Na prática: o painel partilhado com os pais, ou o relatório de uma formação institucional, não espera pelo fim do trimestre nem pelo fim do contrato.

Tutoria de alta dosagem

Uma meta-análise recente de tutoria em pequena escala, com 270 mil alunos em 213 programas (Nickow, Oreopoulos e Quan, 2024), encontrou um efeito médio de 0,29 desvios-padrão, uma das intervenções educativas mais eficazes que existem, sobretudo quando conduzida por professores ou paraprofissionais e não só por voluntários.

Na prática: é o que fazemos todas as tardes, em pequeno grupo, com a mesma pessoa a acompanhar o mesmo aluno ao longo do tempo.

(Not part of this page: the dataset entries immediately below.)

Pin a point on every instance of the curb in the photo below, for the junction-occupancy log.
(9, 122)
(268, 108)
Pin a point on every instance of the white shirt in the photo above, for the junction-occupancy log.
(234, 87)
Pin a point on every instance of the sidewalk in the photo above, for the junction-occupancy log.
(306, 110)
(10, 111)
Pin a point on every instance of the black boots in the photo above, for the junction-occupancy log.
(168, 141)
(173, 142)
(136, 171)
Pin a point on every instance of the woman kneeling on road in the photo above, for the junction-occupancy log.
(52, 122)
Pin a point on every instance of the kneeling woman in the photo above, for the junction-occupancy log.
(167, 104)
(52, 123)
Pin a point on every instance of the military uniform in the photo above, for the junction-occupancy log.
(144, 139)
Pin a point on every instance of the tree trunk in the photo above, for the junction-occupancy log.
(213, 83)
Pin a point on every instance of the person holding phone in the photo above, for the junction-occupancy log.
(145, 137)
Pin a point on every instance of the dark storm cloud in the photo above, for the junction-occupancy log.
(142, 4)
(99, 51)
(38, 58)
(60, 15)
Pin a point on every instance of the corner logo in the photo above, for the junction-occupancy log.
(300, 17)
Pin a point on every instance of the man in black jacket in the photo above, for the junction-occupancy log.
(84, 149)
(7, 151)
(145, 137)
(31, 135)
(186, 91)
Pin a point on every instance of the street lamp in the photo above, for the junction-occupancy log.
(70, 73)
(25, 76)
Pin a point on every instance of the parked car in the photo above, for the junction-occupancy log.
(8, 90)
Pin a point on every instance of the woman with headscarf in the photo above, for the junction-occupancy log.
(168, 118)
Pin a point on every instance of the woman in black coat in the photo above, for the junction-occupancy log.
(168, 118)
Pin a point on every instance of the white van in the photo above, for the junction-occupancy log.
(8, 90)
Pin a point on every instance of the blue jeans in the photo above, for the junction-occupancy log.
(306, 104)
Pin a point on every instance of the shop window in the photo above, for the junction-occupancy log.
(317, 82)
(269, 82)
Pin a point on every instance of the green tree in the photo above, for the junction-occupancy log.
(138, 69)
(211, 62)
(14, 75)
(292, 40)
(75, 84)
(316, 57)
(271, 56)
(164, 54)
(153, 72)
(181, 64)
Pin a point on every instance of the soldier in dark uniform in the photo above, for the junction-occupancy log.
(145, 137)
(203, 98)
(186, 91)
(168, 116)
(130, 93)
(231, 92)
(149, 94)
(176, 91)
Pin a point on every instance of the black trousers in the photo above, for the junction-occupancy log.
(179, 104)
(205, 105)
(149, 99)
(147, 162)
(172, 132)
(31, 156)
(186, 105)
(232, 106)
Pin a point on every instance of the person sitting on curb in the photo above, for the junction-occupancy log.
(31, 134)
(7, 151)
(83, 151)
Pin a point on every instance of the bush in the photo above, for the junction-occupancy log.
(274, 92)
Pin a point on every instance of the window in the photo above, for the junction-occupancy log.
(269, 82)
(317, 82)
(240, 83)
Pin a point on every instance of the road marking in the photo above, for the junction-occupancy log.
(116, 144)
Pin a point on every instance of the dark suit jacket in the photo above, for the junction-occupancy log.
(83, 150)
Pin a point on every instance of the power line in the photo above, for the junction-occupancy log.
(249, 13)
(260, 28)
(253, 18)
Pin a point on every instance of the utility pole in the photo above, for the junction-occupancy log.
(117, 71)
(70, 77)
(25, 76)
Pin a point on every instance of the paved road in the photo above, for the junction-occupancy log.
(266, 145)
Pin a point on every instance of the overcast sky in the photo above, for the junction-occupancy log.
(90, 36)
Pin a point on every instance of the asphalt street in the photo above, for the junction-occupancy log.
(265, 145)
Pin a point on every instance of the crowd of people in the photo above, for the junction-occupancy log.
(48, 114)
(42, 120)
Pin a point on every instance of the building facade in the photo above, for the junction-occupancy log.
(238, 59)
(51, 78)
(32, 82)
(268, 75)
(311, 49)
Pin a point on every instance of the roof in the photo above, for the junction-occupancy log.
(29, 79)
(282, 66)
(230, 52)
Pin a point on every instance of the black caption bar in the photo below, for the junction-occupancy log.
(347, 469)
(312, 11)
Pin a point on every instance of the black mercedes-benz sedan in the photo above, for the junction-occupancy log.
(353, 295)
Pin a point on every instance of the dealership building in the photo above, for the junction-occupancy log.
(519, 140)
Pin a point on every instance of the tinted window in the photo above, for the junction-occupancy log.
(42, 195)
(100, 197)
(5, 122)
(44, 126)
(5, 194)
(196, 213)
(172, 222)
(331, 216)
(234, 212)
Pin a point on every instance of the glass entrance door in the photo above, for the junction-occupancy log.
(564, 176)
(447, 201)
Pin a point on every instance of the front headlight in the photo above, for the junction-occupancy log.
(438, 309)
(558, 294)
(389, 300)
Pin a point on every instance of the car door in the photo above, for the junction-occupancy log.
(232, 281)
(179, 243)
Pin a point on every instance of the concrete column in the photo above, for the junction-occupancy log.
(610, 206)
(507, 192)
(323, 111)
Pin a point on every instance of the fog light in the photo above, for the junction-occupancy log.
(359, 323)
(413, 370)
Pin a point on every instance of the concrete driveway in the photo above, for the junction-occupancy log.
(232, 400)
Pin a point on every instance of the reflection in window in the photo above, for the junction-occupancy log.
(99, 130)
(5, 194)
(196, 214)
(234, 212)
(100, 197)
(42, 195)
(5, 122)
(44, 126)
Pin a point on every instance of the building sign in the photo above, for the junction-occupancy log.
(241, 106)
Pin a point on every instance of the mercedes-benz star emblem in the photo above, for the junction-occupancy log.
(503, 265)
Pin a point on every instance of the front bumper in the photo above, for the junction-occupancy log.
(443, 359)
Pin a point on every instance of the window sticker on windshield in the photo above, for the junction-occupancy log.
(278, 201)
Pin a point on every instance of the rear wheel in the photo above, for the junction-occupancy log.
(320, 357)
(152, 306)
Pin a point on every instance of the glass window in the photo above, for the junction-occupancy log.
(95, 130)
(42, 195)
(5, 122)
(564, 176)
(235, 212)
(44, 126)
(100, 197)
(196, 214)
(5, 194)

Competências socioemocionais

Uma meta-análise de 213 programas universais e 270 mil alunos (Durlak et al., 2011) encontrou um ganho médio de 11 pontos percentis no desempenho académico quando a componente socioemocional é ensinada a sério, e não como acessório.

Na prática: gestão do tempo, comunicação e regulação emocional entram no programa lado a lado com a matéria escolar, não à parte dela.

Outros números que usamos noutras páginas: Portugal na média da OCDE em matemática, leitura e ciências, e a descer desde 2018 (OCDE, PISA 2022); um em cada sete adolescentes entre os 10 e os 19 anos vive com uma perturbação mental (OMS, 2025); Portugal com 24,3% da população com 65 ou mais anos em 2025 (Eurostat); 34,1% dos adultos portugueses com baixo desempenho em literacia e numeracia em conjunto (OCDE, PIAAC 2023); competências digitais básicas ainda abaixo da média europeia (Comissão Europeia, Digital Decade 2025); 14 factores de risco modificáveis explicam cerca de 45% dos casos de demência (Comissão Lancet sobre Demência, 2024).


O que não fazemos

Não é consulta médica, psicológica nem psiquiátrica. Não substituímos esses profissionais, complementamos o que falta entre o que a escola não resolve e o que ninguém tem tempo de explicar às famílias ou às equipas.

Não substituímos a escola nem o agrupamento. Trabalhamos com quem já lá está, nunca por cima.

Não prometemos notas nem resultados garantidos. Prometemos método, medição, e a honestidade de dizer antes o que não vai resultar.

Construímos as nossas próprias ferramentas e só as usamos onde ajudam a pessoa concreta à nossa frente.